Many people will maintain that the sandbox does not exist. I agree that there is no sandbox “filter”, but there certainly is a sandbox “effect”. We cannot know its mechanics in detail so theoretical discussion on the matter has little value. I prefer to concentrate on results.
Here’s another one of my experiment blogs. It will give some hope to people who have created new sites and put countless hours into backlink resourcing, only to see their site vanish from the google serps.
I registered a new domain in early March 2009, and it was indexed soon after. I wanted to get 20 subpages ranking for multiple competitive marketable keywords.

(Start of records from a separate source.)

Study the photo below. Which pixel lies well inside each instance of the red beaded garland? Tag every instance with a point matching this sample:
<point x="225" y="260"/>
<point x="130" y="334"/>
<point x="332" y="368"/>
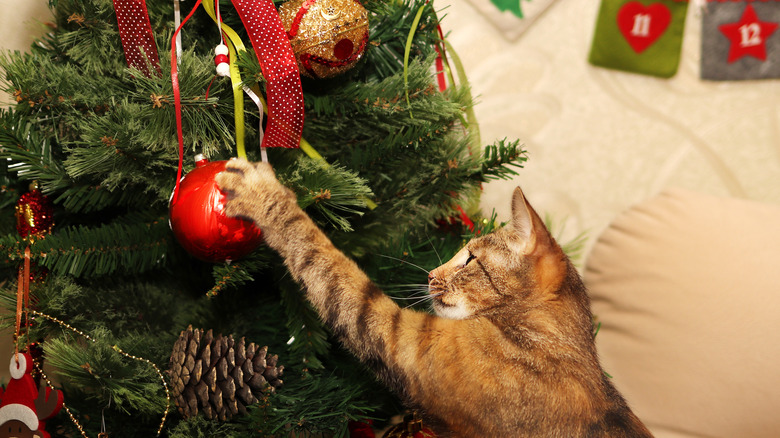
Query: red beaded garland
<point x="34" y="214"/>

Note: No linkwheels have been applied to this site
What I did:
* April – Start a major linkbuilding campaign. I was working under the simple mantra: more high PR dofollow comment spam = higher rankings. No attention was given to relevance or any other factor. Therefore, a great many of the links were extremely spammy, some on sites with thousands of outbound links.
PRE-RANKING PERIOD
* June 20th – By this point I had 300 backlinks to home page, 100 backlinks to subpages 1-12, 300 backlinks to subpages 13-18, and 1000 backlinks to subpages 19-20. Prior to this date, none of my pages ranked anywhere. After June 20th, however, I began to see my pages in the top 5 in most cases on Google, Yahoo and MSN.
* June 22nd – Removed from Google serps.
* June 24th – Return to June 20th Google position.

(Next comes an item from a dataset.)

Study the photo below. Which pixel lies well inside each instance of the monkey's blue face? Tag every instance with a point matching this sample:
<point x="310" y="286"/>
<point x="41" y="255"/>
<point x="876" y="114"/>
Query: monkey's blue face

* June 26th – Removed from Google serps. As of June 26th, all backlinking ceased immediately
SANDBOX – 2 MONTHS
* September 1st – Begin to see all pages return to the Google serps, between page 3 and 10.
* September 15th – All 20 subpages return to page 1. 6 subpages take position 1, 14 subpages land in the top 5.
I can’t believe how well this has worked out. Since June, I was working under the assumption that I had done something wrong with my backlinking, and turned to a sort of backlink purism. I conducted another experiment on this here, with a different domain:
This is a classic open and shut case of the sandbox effect. It is characterized by an alternation between domination and total absence from the serps. Something more than the “google dance” is going on here.
It is often conjectured that the sandbox is a test to see if links continue to come in after serp removal. My experience speaks against this theory.
One final note: Google has ranked one of my pages number 1 for a highly competitive software product. The page has over 1000 spam links with same or similar anchor text. None of these links are from relevant sites. Perhaps we should be less paranoid about google’s ability to detect us.